Models of misbelief: Integrating motivational and deficit theories of delusions

Ryan Mckay*, Robyn Langdon, Max Coltheart

*Corresponding author for this work

    Research output: Chapter in Book/Report/Conference proceedingConference proceeding contributionpeer-review

    Abstract

    Humans are agents that want and like, and the impact of our desires and preferences upon our ordinary, everyday beliefs is well-documented (Gilovich, 1991). The influence of such motivational factors on delusions, which are instances of pathological misbelief, has tended however to be neglected by certain prevailing models of delusion formation and maintenance (e.g. Ellis and Young, 1990; Stone and Young, 1997; Davies & Coltheart, 2000; Langdon & Coltheart, 2000; Davies, Coltheart, Langdon & Breen, 2001).

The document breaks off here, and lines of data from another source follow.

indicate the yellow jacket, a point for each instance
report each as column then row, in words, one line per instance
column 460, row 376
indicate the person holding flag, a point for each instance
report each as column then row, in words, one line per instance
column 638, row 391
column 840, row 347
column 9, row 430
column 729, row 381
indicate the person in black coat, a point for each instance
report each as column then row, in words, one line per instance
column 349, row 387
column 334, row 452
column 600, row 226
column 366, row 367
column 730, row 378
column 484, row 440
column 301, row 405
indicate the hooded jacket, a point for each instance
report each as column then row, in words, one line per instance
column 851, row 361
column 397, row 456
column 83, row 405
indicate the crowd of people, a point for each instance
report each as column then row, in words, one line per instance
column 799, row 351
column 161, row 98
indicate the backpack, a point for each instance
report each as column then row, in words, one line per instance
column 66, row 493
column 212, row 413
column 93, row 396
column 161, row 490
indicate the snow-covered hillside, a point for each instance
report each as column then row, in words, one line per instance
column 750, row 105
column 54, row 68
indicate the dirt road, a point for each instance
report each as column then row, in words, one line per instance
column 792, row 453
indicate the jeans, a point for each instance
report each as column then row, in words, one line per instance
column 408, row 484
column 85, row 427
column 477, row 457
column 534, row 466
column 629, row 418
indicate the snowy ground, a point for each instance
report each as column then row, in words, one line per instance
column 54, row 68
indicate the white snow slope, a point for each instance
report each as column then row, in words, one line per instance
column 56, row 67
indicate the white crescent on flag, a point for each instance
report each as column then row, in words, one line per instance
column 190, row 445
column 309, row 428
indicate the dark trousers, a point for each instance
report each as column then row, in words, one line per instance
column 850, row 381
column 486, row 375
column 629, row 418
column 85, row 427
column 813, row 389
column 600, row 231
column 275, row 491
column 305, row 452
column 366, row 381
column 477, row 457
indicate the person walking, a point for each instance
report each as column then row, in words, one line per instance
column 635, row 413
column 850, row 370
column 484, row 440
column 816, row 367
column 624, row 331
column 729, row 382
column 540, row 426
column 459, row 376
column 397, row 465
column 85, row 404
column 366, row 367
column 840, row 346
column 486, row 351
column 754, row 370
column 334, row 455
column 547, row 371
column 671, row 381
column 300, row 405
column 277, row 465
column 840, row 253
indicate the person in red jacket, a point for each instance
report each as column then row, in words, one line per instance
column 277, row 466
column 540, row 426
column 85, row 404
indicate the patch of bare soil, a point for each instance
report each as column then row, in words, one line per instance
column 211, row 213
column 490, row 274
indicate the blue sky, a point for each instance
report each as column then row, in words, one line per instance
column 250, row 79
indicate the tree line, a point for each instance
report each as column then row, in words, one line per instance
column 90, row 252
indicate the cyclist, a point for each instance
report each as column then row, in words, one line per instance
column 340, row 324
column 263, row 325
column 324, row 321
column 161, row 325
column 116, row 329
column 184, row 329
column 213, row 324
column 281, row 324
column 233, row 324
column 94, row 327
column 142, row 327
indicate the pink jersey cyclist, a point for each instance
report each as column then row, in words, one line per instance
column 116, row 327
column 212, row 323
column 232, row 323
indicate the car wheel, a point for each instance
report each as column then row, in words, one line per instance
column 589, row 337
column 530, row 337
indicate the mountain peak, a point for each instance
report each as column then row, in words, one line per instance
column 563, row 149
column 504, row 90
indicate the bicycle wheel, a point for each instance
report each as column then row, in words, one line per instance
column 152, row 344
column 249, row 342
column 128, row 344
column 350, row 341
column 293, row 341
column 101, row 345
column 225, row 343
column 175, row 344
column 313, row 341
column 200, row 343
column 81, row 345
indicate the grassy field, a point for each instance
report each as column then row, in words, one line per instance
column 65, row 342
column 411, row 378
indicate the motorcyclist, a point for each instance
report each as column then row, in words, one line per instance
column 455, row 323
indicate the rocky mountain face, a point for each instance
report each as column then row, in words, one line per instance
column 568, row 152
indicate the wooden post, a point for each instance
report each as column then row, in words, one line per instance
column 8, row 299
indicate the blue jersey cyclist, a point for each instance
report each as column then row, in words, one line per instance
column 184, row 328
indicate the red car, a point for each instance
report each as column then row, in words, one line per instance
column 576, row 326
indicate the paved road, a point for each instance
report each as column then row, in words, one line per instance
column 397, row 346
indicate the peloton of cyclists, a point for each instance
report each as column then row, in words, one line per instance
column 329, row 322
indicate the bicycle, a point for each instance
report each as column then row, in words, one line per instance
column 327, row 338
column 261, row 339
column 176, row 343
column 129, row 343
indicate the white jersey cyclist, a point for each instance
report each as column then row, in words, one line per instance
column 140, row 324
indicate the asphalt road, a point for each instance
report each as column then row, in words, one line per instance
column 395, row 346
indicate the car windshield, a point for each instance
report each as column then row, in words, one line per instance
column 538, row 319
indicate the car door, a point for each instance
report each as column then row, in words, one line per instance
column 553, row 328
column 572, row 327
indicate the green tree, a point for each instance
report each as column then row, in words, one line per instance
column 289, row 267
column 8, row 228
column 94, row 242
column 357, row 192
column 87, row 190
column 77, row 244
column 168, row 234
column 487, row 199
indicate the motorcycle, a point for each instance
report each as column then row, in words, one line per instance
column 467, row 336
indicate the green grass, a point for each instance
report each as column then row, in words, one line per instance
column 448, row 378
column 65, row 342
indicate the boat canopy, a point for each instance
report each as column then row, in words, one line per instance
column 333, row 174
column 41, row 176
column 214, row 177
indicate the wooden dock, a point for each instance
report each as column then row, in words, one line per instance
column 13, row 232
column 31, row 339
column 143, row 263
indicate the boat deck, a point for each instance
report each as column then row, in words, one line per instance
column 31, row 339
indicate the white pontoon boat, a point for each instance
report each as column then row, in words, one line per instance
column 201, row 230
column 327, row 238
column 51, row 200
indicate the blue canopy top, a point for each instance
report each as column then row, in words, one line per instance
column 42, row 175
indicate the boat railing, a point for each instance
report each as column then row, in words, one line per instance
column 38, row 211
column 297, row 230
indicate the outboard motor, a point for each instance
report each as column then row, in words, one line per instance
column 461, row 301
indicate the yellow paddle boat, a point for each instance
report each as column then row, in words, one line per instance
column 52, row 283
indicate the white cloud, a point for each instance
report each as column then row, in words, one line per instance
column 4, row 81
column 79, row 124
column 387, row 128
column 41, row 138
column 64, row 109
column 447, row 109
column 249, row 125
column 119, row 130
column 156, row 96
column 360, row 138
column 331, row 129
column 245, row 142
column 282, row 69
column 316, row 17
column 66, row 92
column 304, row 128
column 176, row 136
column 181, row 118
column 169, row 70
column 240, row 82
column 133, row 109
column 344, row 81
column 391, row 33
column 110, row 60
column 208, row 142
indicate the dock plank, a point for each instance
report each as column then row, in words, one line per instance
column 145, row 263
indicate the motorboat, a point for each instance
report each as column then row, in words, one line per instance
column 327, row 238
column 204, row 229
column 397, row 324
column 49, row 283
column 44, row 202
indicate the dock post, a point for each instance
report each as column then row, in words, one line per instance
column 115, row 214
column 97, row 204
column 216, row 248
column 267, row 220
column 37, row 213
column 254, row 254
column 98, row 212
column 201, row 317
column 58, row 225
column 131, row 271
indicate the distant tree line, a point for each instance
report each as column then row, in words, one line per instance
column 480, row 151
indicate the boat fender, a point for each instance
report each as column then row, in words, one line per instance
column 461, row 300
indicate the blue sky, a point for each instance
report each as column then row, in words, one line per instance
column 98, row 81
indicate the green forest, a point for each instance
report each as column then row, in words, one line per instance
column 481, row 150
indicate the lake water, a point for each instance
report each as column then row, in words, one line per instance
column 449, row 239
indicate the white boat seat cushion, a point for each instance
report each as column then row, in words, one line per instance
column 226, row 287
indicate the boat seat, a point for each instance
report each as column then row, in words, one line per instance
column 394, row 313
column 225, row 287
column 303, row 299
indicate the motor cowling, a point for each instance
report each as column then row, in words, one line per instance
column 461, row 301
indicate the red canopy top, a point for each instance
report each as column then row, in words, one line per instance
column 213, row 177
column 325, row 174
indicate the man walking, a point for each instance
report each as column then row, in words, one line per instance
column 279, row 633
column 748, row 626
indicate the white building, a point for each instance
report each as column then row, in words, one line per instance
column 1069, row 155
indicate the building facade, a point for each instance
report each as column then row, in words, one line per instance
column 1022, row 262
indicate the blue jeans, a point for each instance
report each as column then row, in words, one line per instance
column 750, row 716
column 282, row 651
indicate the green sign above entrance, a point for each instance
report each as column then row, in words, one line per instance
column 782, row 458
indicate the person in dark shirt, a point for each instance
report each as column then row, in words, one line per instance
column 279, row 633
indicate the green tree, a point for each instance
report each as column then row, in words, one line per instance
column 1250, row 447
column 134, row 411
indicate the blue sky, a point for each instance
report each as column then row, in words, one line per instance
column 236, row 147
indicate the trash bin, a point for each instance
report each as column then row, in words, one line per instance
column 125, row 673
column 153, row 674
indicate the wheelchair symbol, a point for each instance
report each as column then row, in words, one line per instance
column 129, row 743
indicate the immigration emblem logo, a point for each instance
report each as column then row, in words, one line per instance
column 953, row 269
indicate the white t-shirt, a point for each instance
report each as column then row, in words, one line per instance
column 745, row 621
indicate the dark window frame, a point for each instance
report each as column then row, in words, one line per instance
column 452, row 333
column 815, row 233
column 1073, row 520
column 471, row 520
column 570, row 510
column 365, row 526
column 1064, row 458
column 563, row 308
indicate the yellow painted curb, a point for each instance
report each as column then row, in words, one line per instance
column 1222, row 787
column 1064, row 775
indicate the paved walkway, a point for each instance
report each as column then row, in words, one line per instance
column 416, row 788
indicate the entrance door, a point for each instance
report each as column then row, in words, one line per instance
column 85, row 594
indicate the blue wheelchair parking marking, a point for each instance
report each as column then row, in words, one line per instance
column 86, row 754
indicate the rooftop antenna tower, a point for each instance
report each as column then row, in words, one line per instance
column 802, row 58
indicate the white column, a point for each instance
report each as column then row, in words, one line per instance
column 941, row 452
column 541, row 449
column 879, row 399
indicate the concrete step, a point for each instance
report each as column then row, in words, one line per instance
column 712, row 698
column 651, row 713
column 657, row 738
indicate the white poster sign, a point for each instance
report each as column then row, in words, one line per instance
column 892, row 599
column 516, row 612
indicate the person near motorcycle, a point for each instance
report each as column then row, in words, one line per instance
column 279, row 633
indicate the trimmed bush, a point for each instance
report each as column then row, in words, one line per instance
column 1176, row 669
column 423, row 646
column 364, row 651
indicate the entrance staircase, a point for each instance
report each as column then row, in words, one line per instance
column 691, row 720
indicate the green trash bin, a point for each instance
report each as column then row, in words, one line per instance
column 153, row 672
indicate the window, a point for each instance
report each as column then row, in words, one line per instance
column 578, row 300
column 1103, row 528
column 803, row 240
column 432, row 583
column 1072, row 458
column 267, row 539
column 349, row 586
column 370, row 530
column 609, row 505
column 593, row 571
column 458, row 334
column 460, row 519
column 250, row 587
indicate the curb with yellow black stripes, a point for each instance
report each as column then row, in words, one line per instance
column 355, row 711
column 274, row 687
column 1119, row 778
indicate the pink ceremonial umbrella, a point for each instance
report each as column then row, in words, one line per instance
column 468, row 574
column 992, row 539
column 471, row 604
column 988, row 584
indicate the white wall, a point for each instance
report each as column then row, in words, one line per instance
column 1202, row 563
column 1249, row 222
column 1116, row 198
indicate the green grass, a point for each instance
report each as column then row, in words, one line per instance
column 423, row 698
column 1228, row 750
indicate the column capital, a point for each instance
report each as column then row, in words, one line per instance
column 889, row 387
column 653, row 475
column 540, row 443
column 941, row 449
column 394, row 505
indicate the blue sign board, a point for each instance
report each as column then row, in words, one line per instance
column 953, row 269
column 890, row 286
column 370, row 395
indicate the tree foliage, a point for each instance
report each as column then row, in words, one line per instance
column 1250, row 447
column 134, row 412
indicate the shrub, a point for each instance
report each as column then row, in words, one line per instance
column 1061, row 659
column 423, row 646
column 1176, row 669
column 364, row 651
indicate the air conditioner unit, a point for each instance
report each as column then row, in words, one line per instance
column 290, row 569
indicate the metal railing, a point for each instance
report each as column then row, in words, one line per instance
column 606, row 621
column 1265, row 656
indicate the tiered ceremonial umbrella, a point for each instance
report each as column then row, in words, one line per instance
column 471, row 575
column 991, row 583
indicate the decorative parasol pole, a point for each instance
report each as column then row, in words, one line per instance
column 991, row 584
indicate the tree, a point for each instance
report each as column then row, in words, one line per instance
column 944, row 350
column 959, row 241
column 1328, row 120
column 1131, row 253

This paper explores a distinction between two general classes of theoretical explanation for delusions; the motivational and the deficit. Motivational approaches view delusions as extreme instances of self-deception; as defensive attempts to relieve pain and distress. Deficit approaches, in contrast, view delusions as the consequence of defects in the normal functioning of belief mechanisms, underpinned by neuroanatomical or neurophysiological abnormalities. It is argued that although there are good reasons to be sceptical of motivational theories (particularly in their more floridly psychodynamic manifestations), recent experiments confirm that motives are important causal forces where delusions are concerned. It is therefore concluded that the most comprehensive account of delusions will involve a theoretical unification of both motivational and deficit approaches. An attempt is made to develop just such a rapprochement, taking as its point of departure a current cognitive neuropsychiatric model of delusion formation, the two-deficit model of Coltheart, Langdon, Davies and Breen.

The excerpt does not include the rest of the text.